Custom Indexing API for Pipeline-level Parallelism
Inspired by zarrs, where you can do a sort of jump-around-slicing, I broadly wish to be able to do the following disjoint slice indexing (although I am suggesting, motivated by this request, a more general API).
The current "public" solution would be to either asyncio.gather a bunch of disparate slice requests or to use numpy indexing if you are not using the async API.
I get better performance by batching together all of the slice requests into one indexer use the pipeline-level parallelism as opposed to top-level parallelism.
import zarr
import numpy as np
import asyncio
import platform
import subprocess
def clear_cache():
if platform.system() == "Darwin":
subprocess.call(['sync', '&&', 'sudo', 'purge'])
elif platform.system() == "Linux":
subprocess.call(['sudo', 'sh', '-c', "sync; echo 3 > /proc/sys/vm/drop_caches"])
else:
raise Exception("Unsupported platform")
class MultiBasicIndexer(zarr.core.indexing.Indexer):
"""An indexer that batches together multiple disparate slicing 1D slicing indexers together into a single indexer"""
def __init__(self, indexers: list[zarr.core.indexing.Indexer]):
self.shape = tuple(
sum(i.shape[k] for i in indexers) for k in range(len(indexers[0].shape))
)
self.drop_axes = indexers[0].drop_axes # maybe?
self.indexers = indexers
def __iter__(self):
total = 0
for i in self.indexers:
for c in i:
gap = c[2][0].stop - c[2][0].start
yield type(c)(c[0], c[1], (slice(total, total + gap)), c[3])
total += gap
z = zarr.create_array("foo.zarr", data=np.random.randn(10_000 * 10_000))
chunk_size = z.chunks[0]
chunks = list(range(0, 15, 2)) # disparate chunks i.e., skipping around by a factor of 2
slices = [zarr.core.indexing.BasicIndexer(slice(i * chunk_size, (i+1)*chunk_size), shape=z.metadata.shape, chunk_grid=z.metadata.chunk_grid) for i in range(0, 15, 2)]
np_indexer = np.concatenate([np.arange(i * chunk_size, (i+1)*chunk_size) for i in range(0, 15, 2)])
async def run():
return np.concatenate(await asyncio.gather(*(z._async_array._get_selection(s, prototype=zarr.core.buffer.default_buffer_prototype()) for s in slices))).reshape(chunk_size * len(chunks))
assert (z[np_indexer] == zarr.core.sync.sync(run())).all()
clear_cache()
%timeit z[np_indexer]
clear_cache()
%timeit zarr.core.sync.sync(run())
clear_cache()
%timeit zarr.core.sync.sync(z._async_array._get_selection(MultiBasicIndexer(slices), prototype=zarr.core.buffer.default_buffer_prototype()))
I'm uploading a juv runnable notebook as well with cache clearing built in:
indexing_benchmark.ipynb.zip
So I see about a 40% speedup for the batched indexing vs. asyncio.gather separated indexing (both of which are light years ahead of integer indexing).

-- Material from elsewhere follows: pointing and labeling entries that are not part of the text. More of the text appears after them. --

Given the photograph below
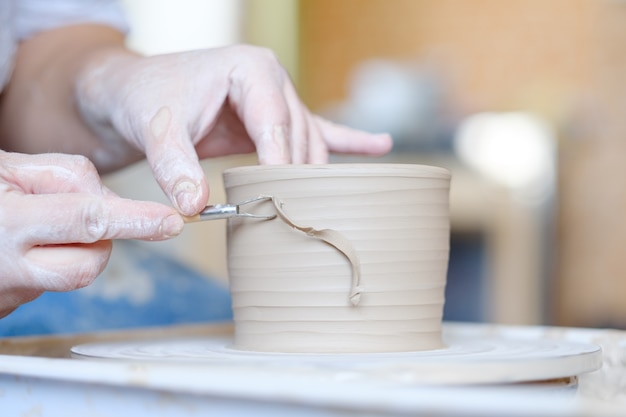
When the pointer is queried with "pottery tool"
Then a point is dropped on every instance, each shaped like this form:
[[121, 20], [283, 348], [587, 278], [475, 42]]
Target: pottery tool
[[226, 211]]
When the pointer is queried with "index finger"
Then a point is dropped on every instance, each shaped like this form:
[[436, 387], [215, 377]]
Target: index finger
[[85, 218]]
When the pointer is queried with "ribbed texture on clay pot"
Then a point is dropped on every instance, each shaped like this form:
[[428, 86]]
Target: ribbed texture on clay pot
[[290, 291]]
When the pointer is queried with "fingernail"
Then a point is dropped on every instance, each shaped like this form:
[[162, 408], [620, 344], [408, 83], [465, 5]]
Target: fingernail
[[172, 225], [185, 195]]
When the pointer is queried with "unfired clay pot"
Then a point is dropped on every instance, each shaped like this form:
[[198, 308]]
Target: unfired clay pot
[[355, 261]]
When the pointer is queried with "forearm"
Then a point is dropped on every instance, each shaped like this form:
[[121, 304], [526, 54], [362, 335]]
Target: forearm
[[38, 110]]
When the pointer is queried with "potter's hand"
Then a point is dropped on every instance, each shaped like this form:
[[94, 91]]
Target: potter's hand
[[214, 102], [57, 220]]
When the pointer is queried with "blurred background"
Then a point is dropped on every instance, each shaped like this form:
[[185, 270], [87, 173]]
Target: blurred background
[[522, 100]]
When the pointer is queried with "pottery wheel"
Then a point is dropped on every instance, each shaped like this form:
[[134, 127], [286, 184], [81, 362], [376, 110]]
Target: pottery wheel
[[473, 355]]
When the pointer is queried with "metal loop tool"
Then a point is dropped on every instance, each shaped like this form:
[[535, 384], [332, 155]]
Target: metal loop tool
[[226, 211]]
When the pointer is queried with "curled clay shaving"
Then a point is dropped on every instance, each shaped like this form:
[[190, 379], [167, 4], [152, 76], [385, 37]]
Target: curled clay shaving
[[335, 239]]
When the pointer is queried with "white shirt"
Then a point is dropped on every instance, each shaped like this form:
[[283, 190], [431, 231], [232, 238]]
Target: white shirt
[[20, 19]]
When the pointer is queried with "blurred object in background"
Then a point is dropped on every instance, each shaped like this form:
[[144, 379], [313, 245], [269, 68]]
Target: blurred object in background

This is an upper bound - usually, the difference was ~20-30%, but zarrs gives another 20-30% which means we're now close to a 2X speedup.
Thus I see a potential route forward here as making the following public
-
AsyncArray._get_selection(or something similar, just saying this because it exists) -
Indexerabc class +ChunkProjectionfor iteration - An
into_indexerfunction that returnsIndexer-based classes for a simple selection (like tuple of slices or so). I think theIndexerreturn type would probably be enough to do useful things since the iterator for allIndexersubclasses returnsChunkProjection, which can be modified as needed (see my motivating example).
Open to other thoughts!